A study of dietary sodium intake and mortality presented Tuesday at Scientific Sessions showed no association between reduced sodium intake and increased risk at the low end of the sodium spectrum. Earlier observational studies had raised the possibility of a J-curve association, but the analysis presented Tuesday showed a linear association between increased dietary sodium and increased risk of future mortality over 20 years at all levels of sodium intake.
“We had a healthy group of individuals and showed that there is a straight line relationship for dietary sodium intake with both cardiovascular disease incidence and now total mortality,” said lead author Nancy R. Cook, ScD, professor of medicine at Harvard Medical School and professor of epidemiology at Harvard T.H. Chan School of Public Health in Boston. “All the evidence points to lower sodium being better.”
The AHA recommends that most adults consume no more than 1,500 mg of sodium per day.

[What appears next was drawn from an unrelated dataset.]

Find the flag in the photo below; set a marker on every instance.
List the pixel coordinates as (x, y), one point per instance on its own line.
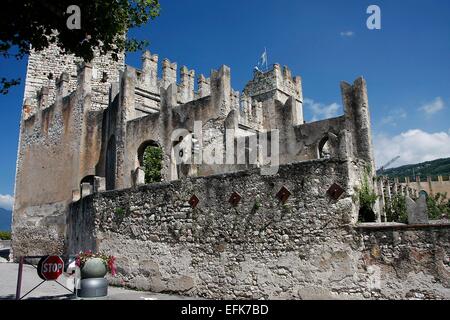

“That is very difficult to achieve, given that most of our dietary sodium is found in prepared foods,” Cook said. “Not many people have sodium intake that low. But it seems it would be beneficial for total mortality as well as cardiovascular disease.”
Cook presented findings from a post-trial follow-up of the two phases of the Trials of Hypertension Prevention (TOHP), randomized clinical trials of various blood pressure control strategies in the 1980s and 1990s. A total of 744 phase I participants and 2,382 phase II participants were randomized to either 18 months or 36 months of dietary sodium restriction or control and compared to 3,021 usual-care participants.
Participants were between 30 and 54 years of age at baseline. None had frank cardiovascular disease and none had hypertension. The participants had what was called at the time “high normal” blood pressure and might now be assessed as prehypertensive, Cook said.
Because TOHP was a randomized clinical trial, all of the participants had multiple clinical assessments, including between three and six 24-hour urine specimens during the trial phases to assess their true sodium intake. More than 3,000 participants were not assigned to a sodium-reduction intervention and were classified by average sodium intake for the analysis of average sodium levels. The participants were then followed for between 23 and 26 years for cardiovascular disease and for all-cause mortality in the post-trial period.
“This study utilized the breadth and depth of clinical measurements collected during the two phase I and II clinical trial periods,” said Donna K. Arnett, PhD, MSPH, chair and professor of epidemiology at the University of Alabama Birmingham School of Public Health and a past AHA president. “Rather than relying on self-reported sodium intake, these participants had multiple 24-hour urine samples, the gold standard of sodium intake. They were randomized to a wide range by sodium intake and they were followed for up to 26 years. There is no evidence of harm and, most importantly, no evidence of any J-shaped relationship within this very well-done study.”
Earlier studies assessed TOHP participants for cardiovascular disease 10 to 15 years following the trial, Cook said. In addition to statistically significant reductions in cardiovascular disease associated with lower sodium intake, there was a trend for lower overall mortality associated with reduced dietary sodium.
The current analysis is based on more than 20 years of mortality follow-up through the end of 2013. Active intervention to reduce sodium intake was associated with a hazard ratio of 0.85 with a nonsignificant p value of 0.19. Participants were also classified by dietary sodium intake: less than 2,300 mg/day; 2,300 to 3,599 mg/day; 3,600 to 4,799 mg/day; and 4,800 mg/day or higher.
“Of particular interest to us was the bottom of the curve, to see whether there was any evidence of an uptick, a J shape, or if the dietary sodium-mortality relationship remained linear,” Cook said. “We saw a very linear relationship throughout. Using the best measure of sodium available, 24-hour urine, we saw no evidence of a J-shaped curve.”